Ambisonics is a multichannel audio format that stores the directionality of audio irrespective of the equipment used for recording or playback. For this reason, it is used in the field of machine listening, where computers are being trained to localize and label objects in space from sound with deep learning. Ambisonics provides a standardized format that can be encoded from any microphone array recording, though encoders are often proprietary and made for one array, making data standardization difficult when audio is presented in the raw recorded form.

Task

To take microphone array datasets and convert them to ambisonic spherical harmonic channels, I programmed an encoder that takes features of the microphone array as arguments rather than being array-specific.
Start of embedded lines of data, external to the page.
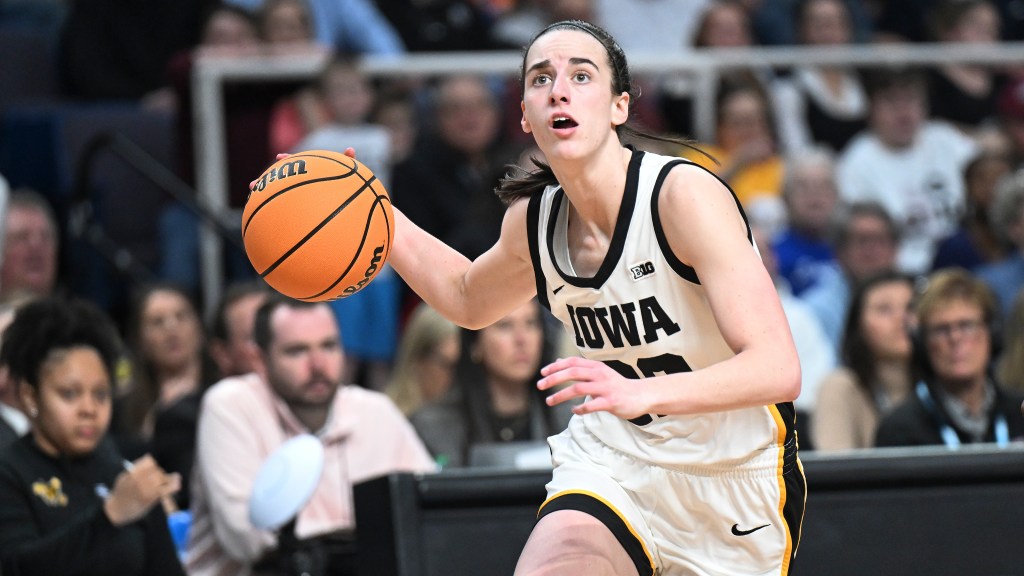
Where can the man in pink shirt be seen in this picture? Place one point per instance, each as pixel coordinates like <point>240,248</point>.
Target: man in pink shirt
<point>296,388</point>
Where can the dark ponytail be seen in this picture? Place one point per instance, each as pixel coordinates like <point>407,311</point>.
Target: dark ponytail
<point>520,182</point>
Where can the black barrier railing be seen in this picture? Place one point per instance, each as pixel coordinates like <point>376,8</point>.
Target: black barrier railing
<point>890,512</point>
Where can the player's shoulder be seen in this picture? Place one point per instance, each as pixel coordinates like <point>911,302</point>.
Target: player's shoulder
<point>687,182</point>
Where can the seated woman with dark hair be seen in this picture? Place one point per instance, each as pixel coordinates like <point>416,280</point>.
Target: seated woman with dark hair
<point>495,399</point>
<point>69,503</point>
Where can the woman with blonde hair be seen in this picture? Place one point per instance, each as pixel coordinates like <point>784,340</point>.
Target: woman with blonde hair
<point>425,362</point>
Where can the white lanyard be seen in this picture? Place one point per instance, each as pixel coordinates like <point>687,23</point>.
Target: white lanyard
<point>949,436</point>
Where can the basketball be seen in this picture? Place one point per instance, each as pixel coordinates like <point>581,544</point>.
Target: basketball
<point>317,225</point>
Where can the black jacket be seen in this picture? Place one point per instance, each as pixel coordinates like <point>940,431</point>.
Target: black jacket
<point>52,522</point>
<point>913,423</point>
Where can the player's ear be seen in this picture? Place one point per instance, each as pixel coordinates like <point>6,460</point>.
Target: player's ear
<point>621,109</point>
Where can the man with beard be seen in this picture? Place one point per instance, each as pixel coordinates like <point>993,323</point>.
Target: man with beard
<point>295,389</point>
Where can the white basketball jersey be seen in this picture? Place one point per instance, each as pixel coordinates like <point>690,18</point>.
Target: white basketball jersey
<point>645,314</point>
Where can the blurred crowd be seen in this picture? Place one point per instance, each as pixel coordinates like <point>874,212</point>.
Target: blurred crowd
<point>887,203</point>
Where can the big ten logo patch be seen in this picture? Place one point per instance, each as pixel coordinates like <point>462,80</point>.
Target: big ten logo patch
<point>642,270</point>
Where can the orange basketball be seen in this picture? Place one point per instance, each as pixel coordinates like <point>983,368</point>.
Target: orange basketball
<point>317,225</point>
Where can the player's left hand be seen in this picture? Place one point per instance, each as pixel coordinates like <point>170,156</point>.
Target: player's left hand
<point>608,391</point>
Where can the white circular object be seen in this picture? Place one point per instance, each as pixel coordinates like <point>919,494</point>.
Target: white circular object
<point>286,482</point>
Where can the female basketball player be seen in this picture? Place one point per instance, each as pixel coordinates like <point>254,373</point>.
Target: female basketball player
<point>682,459</point>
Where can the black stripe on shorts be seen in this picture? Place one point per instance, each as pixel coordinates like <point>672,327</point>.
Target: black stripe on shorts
<point>591,505</point>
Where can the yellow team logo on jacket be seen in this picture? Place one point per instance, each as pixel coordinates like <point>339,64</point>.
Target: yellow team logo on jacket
<point>50,492</point>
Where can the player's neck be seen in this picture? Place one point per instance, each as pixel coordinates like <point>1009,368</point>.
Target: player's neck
<point>595,188</point>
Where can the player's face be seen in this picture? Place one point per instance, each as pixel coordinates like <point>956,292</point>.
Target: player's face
<point>304,361</point>
<point>885,320</point>
<point>567,103</point>
<point>73,402</point>
<point>510,348</point>
<point>171,334</point>
<point>239,348</point>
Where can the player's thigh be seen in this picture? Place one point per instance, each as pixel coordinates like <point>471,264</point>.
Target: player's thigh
<point>569,543</point>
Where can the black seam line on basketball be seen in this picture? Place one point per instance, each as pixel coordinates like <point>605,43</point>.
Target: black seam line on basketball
<point>353,169</point>
<point>245,228</point>
<point>358,250</point>
<point>318,227</point>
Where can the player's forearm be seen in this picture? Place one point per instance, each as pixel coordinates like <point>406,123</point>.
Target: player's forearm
<point>432,269</point>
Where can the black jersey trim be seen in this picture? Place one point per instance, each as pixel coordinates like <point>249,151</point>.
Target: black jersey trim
<point>617,237</point>
<point>684,271</point>
<point>606,515</point>
<point>532,230</point>
<point>794,481</point>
Since this encoding problem was previously solved for in the context of audio plug-ins by Leo McCormack with Array2SH, my contribution is translating his code to python for dataset aggregation.

Outcomes

My code produces the encoding matrix for an Eigenmike 32, but further work is needed to compute the time-frequency representation of the input signal, which in Array2SH is a combination of Discrete Fourier Transforms and Discrete Cosine Transforms with zero padding and windowing. Once the time-frequency representation is programmed, I plan on expanding the functionality to other microphones/mic arrays.

I am pursuing implementing this time-frequency transform (“afSTFT” by Juha Vilkamo) for my senior capstone project under Dr. Brian McFee.

Poster

I explored this topic through my NSF REU position (National Science Foundation Research Experiences for Undergrads) at the NYU Music and Audio Research Laboratory under Dr. Iran Roman.